The interface devices are also defined with subclass descriptors. The subclass descriptor is used to declare a device bootable. A boot device meets a minimum adherence to a basic protocol and will be recognized by a computer's BIOS.

Each USB HID interface communicates with the host using either a control pipe or an interrupt pipe. Isochronous and bulk pipes are not used in HID class devices. Both IN and OUT control transfers are required for enumeration; only an IN interrupt transfer is required for HID reports. OUT interrupt transfers are optional in HID-class devices.

=== Reports ===

The USB HID class requires that every device describes how it will communicate with the host device in order to accurately predict and define all current and future human interface devices. During enumeration the device describes how its reports are to be structured so that the host device can properly prepare to receive this information.

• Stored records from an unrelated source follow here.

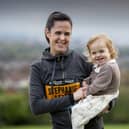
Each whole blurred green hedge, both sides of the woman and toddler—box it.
[0,86,129,125]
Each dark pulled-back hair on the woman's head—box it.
[45,11,72,43]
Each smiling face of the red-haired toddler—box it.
[90,39,111,66]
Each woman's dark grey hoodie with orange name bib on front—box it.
[30,48,104,129]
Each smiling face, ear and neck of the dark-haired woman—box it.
[45,21,72,55]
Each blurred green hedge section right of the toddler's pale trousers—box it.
[104,86,129,123]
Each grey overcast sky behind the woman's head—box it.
[0,0,129,44]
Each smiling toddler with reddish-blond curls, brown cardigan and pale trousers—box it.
[71,34,120,129]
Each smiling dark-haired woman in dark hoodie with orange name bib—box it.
[30,12,111,129]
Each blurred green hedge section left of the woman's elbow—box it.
[0,92,50,125]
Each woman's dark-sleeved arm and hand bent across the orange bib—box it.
[29,64,84,115]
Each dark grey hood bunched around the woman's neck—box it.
[41,47,72,60]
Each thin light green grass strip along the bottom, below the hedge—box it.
[0,124,129,129]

The host periodically polls the device's interrupt IN endpoint during operation. When the device has data to send it forms a report and sends it as a reply to the poll token. Common devices such as keyboards and mice send reports that are compliant with standards set by the USB Implementers Forum (USB-IF). When a vendor makes a custom USB HID class device, the reports formed by the device need to match the report description given during enumeration and the driver installed on the host system. In this way it is possible for the USB HID class to be extremely flexible.

== USB HID API ==

There are two levels of APIs related to USB HID: the USB level and the operating system level. At the USB level, there is a protocol for devices to announce their capabilities and the operating system to parse the data it gets. The operating system then offers a higher-level view to applications, which do not need to include support for individual devices but for classes of devices. This abstraction layer allows a game to work with any USB controller, for example, even ones created after the game.